I have spent the last couple of weeks preparing for my first craft show. Since actually being at the fair this weekend I have learned a few things. There are so many things I have learned, some of which don't apply to my work, I cannot put them all down, or even account for all of them now that I have time to sit down and think about it I am have listed the most important.
I would like to start with the most important thing I learned this weekend. People like my work. Having spent the last couple of months struggling with self doubt, lack of feedback from customers and viewers, and low sales has made me think that maybe I was creating a product that people didn't appreciate. It was great to have people walk past my booth and smile. Since the nature of my work is quite humorous it was fun to see people do a double take of my art laugh and then move in to see more. Even though I am for the most part an introvert it was also nice to get a little attention for my work from people other than family and friends. I didn't even care if the person bought anything in the end. I felt happy just getting to see their reaction to my art. Learning that people liked my art made me want to continue on with this venture. My faltering confidence has had the boost it needs to keep going on.
I have also learned about the cost of a craft fair. I won the booth, which was great because I had a substantially smaller amount to compensate for in trying to make a profit. When talking to the other venders I learned that this fair in particular may not have been the best place to go to get sales. Some of the people there were estimating that only %40 of the vendors there were even going to earn back the cost of the booth in sales. I got lucky enough that not only did I make up for my over head but had I actually paid for the booth I would have broken even.
Apparently you have to do research before you decide to be a vendor at a craft fair of any kind. Some fairs are better than others. Some fairs are more expensive than others. There are some that are pricey and you don't make your money back, while others are pricey but you get way more sales than you would at a cheap one. There are also cheap ones that make no money. There are topic specific fairs, I was just at the Oddmall you know for weird stuff. I also got invited to sell at a SciFi convention, and a Steam Punk fair. Before I decided to do another fair (that is if I decided to do this again) I need to be sure that I am selling in a fair that attracts the kind of people that would be interested in my product, and is also popular enough that I will get enough buyers to make up for my costs.
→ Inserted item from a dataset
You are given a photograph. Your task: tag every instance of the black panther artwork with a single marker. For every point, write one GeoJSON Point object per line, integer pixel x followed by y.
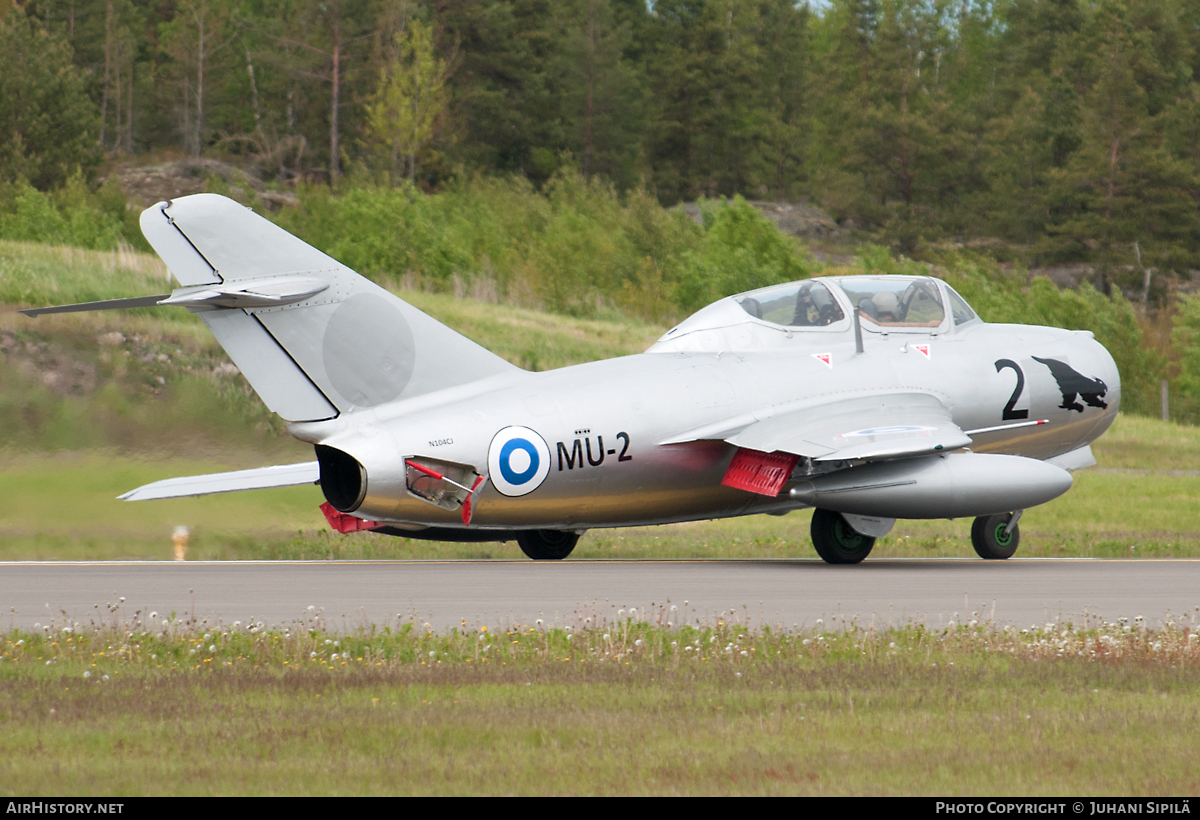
{"type": "Point", "coordinates": [1072, 382]}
The traffic at a fair is different than internet traffic. On the internet I feel like the shear mast of information and product available in one place, and the number of views you have to get before you get a sale or even a "like" is vastly higher than what you have to do in person. Based on my observations of people, (I am an avid people watcher. Being a vendor offered me a great opportunity to sit and watch people) the fact that they left their house to come see stuff in a craft fair has already narrowed down your audience to people interested in at least seeing your stuff. Also people who have left the house are more willing to spend money, and they give your product more viewing time than what they would have done online. I tried to used my numbers from my Etsy shop to estimate how much product to bring with me. It turns out that I considerably underestimated the interest I would have in my booth. I probably would have made more sales if I had come with more product. Because as it turns out people who would have made an impulse buy at a craft fair, are also the people who will not really look at your site after they go home even if they say that they will. (Though it may still be too soon to tell on those numbers. I can only base it on what I have seen so far.)
The last lesson I learned is the most specific to my work. I have been targeting the wrong audience with my blog features and reach-outs. Somehow I have been reaching out to blogs and sites that get more traffic from the teen nerd girl. What I have learned is that though they truly appreciate my art they don't really have a use for it. They like to look at my pictures online but don't really have any kind of motivation to buy. In the end I actually made more sales to adults and in particular men. Adults have things like homes that they have to decorate. They also have stuff like money with which to pay for things. Two positives when it comes to selling art.
Guys also tend to like funny things more than girls. My booth was right next to a booth decorated as a bakery selling plushies shaped like donuts and had little kitten faces on them. Girls and women would stop all day at this booth and fawn over these cute little things while their male counterparts would stand there for the most part uninterested till they saw my booth. It was funny actually to watch Dads pull kids and husbands draw wives away from these stuffed kitty pastries to look at art. I need to find these people online. If I want to draw people in without having to do another fair I just have to find where these guys hang out when they are on the nets.
Though I don't know if I will be doing any more of these fair, I have gained a ton from the experience. Much of which I can implement without having to do another fair. I hope that I can follow through with all of this new information to improve my sales and find my success without having to pay for all of the overhead that comes with working a fair.